A possible explanation for the increased Slc29a3 transcription is that centromeric CTCF-bs may exert a CTCF-mediated repressive effect, given the limited evidence that CTCF itself can act as a repressor. However, in this case, the distant sites are located much further from the Slc29a3 promoter than in documented examples of CTCF-mediated repression, and the observed effects in other tissues do not fully support this mechanism. Therefore, we find insufficient evidence for a CTCF repression model in this context.

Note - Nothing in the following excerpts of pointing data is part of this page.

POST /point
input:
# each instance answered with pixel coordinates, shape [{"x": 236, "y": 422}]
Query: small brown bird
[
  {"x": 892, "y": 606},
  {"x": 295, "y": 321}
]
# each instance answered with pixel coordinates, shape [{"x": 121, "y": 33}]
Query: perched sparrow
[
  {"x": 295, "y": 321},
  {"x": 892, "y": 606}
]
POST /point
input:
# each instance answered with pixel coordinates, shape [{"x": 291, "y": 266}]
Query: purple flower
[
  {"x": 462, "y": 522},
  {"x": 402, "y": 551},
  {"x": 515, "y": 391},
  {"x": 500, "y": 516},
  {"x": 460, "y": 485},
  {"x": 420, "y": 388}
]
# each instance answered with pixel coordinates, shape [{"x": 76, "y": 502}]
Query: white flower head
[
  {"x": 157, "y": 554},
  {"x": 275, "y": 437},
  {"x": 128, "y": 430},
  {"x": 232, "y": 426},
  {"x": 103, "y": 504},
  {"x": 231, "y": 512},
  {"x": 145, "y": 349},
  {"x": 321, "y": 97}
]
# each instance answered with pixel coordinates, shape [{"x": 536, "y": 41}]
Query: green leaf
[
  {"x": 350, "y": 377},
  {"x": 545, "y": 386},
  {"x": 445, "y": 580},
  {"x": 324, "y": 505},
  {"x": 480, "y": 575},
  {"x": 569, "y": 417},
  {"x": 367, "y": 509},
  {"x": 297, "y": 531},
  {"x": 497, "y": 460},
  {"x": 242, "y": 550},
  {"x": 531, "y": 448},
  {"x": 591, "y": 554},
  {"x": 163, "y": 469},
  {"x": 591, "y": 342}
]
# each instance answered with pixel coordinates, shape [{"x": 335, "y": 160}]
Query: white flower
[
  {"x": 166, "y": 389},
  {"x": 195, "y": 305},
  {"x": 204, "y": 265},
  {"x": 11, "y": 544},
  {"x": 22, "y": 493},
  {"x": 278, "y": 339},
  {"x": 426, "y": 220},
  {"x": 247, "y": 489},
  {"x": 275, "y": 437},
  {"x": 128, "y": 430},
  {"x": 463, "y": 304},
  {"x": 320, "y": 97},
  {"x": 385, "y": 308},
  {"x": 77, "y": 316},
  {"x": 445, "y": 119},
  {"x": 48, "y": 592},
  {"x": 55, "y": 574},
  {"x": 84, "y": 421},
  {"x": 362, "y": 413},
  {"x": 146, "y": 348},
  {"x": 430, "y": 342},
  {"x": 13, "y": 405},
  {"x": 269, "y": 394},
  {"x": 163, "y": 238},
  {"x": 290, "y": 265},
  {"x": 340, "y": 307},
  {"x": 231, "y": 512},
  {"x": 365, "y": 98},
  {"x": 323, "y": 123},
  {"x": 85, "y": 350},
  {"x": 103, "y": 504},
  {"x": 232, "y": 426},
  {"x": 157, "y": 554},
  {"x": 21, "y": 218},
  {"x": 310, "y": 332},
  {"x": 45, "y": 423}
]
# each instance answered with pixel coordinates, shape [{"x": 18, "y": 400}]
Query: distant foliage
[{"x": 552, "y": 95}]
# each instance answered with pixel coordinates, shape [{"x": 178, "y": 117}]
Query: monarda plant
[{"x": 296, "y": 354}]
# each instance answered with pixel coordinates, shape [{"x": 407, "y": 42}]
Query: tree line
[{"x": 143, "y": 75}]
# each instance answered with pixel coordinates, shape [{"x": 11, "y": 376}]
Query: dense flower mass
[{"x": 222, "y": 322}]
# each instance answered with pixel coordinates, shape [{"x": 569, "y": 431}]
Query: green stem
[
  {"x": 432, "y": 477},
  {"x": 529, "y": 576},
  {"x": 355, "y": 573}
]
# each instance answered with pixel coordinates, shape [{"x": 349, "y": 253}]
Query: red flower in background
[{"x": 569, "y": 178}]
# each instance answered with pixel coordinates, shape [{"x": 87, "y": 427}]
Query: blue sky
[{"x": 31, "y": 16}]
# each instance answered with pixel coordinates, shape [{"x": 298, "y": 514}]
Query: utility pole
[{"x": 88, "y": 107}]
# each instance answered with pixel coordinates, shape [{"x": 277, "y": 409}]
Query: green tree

In the cerebellum, we observed a significant reduction of the Cdh23 expression. There are two known mechanisms of gene silencing caused by TAD boundary disruption: disconnection of the promoter from the regulatory element and spreading of heterochromatin. We did not find any obvious candidate element with an enhancer signature that changes contact frequency with Cdh23 promoter upon TAD disruption.

As shown by Hi-C experiments, the disruption of the TAD boundary led to the emergence of ectopic long-range interactions between the Cdh23 gene body and Unc5b TAD distal boundary. Noteworthy that these loops are observed only for tissues where Cdh23 is expressed (for cerebellum and kidney, but not for the liver). We speculate that these novel interactions may be associated with the propagation of polycomb-mediated chromatin states (H3K27me3), which are known to form analogous loops in neural tissue [68]. This mechanism could potentially account for the downregulation of Cdh23 in the cerebellum. However, we did not detect any repressive chromatin marks at the anchors of the newly identified Cdh23 loop (Fig. 3F).

Among the genes we examined, Psap showed the most intriguing behavior. Although it is the farthest from the mutated TAD boundary, Psap is down-regulated in the kidney and up-regulated in the liver of animals with two deleted CTCF-bs. By contrast, its expression is normal on the allele lacking four CTCF-bs. Interestingly, this pattern closely mirrors that of Slc29a3. A similar shift may also occur for Vsir and Sgpl1 in the kidney, liver, and olfactory bulb. These pronounced, non-linear differences between the two-site and four-site deletions are puzzling, yet our cHi-C maps provide no direct mechanistic explanation. Finally, the changes observed for Unc5b and Sgpl1 in the bladder, and for Cdh23 in the olfactory bulb, remain unexplained with the data currently available.

In general, changes in gene expression tend to be opposite to their baseline activity level in a given tissue. Thus, in cases where expression levels change, active genes typically decrease their expression, while repressed genes show an increase.